Sunday, March 01, 2015

Cleansing through Paris

There's France, a country in Europe. Then there's Frahnce, an idea, a symbol, a prime study-abroad destination, an Anglo-American fantasy, a disappointment to some Japanese tourists, and the place where Alice Waters learned that American food was inferior. I'm not sure which of these Dionna Lee's guide is in reference to.

As would make sense for "Into The Gloss," where the guide appears, it begins with advice on where to find "100% organic juices, açaí bowls, and homemade almond milk cacao shakes." As the commenters correctly note, this is an odd pick for a city with... well, for a city with this as an option. Other suggestions include shopping at an H&M-affiliated store with a location on lower Broadway; getting cheesecake at an American-style café; and having an expensive vegetarian dinner. This is, in other words, an upscale, fashion-world version of a guide to Paris's McDonalds and Starbucks locations. A guide for those who find snails not too weird but too fattening. (The cheesecake can, I suppose, be Instagrammed but not eaten.)

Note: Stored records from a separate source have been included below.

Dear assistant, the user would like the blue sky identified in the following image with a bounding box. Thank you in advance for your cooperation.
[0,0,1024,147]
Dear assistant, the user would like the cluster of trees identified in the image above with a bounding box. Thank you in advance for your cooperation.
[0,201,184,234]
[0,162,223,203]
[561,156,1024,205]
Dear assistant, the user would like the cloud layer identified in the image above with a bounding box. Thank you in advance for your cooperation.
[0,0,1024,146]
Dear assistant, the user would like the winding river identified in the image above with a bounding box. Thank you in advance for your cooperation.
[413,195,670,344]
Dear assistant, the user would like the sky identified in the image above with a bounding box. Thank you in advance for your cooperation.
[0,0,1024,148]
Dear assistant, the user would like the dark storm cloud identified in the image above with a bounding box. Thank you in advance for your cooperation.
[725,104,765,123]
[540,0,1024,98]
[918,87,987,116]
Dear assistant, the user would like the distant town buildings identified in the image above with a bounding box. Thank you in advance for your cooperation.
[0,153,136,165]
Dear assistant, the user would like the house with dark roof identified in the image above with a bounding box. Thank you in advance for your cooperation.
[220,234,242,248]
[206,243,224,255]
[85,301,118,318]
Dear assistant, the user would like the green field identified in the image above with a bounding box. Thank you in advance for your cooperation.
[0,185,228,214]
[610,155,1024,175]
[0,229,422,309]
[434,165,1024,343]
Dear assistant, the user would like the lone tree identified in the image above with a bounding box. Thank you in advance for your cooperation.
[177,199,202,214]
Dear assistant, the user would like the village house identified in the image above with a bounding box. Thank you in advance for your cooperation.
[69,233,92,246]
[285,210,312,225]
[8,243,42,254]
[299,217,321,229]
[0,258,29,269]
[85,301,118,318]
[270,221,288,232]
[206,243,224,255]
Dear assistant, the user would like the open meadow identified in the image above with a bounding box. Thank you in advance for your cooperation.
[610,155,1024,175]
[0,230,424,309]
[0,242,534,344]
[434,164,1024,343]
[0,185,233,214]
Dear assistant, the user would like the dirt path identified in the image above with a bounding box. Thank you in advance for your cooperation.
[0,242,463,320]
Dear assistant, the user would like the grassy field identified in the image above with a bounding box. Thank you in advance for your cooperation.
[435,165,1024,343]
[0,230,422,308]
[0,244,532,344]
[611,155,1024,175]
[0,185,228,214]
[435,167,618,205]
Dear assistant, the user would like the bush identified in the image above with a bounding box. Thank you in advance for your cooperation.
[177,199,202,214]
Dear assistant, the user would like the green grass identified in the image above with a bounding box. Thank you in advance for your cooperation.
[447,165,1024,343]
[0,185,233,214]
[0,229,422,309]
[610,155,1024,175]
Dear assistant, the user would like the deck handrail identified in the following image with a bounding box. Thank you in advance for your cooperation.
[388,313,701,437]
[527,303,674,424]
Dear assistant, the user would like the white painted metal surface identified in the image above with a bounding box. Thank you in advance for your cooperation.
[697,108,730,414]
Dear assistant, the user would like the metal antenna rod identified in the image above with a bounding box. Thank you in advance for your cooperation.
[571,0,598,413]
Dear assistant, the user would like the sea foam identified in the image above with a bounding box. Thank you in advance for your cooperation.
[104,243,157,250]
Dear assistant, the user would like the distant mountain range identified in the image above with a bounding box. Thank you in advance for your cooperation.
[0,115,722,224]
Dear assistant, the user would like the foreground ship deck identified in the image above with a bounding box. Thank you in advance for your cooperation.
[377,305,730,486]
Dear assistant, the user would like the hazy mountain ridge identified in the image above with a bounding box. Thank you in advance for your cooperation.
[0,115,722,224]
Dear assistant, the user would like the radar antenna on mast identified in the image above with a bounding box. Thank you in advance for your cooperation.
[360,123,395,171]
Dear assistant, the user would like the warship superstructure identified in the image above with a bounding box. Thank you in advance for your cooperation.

But the beef in the comments seems mainly to come from the framing: "Paris Like A Local," the post is called, when basically everything being suggested could be better-accomplished in New York. But... does that necessarily make it not a like-a-local guide? New York is so hot right now in Paris, or was when I was there, which was granted a while ago now, but I've heard things, and it's my understanding that that remains the case. The more Williamsburg-ish a place is, perhaps the more likely hip French people will be in it. Or hip Parisians, a group that includes expats. After all, Parisians aren't going to shop exclusively at stores that only exist in Paris. It's a let-down for you-the-tourist if you can find the same thing for less at a mall, but not for someone who's unlikely to ever set foot in the Quakerbridge Mall (and how nice for them) in the first place.

1 comment:

Londoner said...

More interested in the cognitive dissonance that results from Anglophone Francophiles, a liberal set if there ever was one, encountering the New Parisiennes.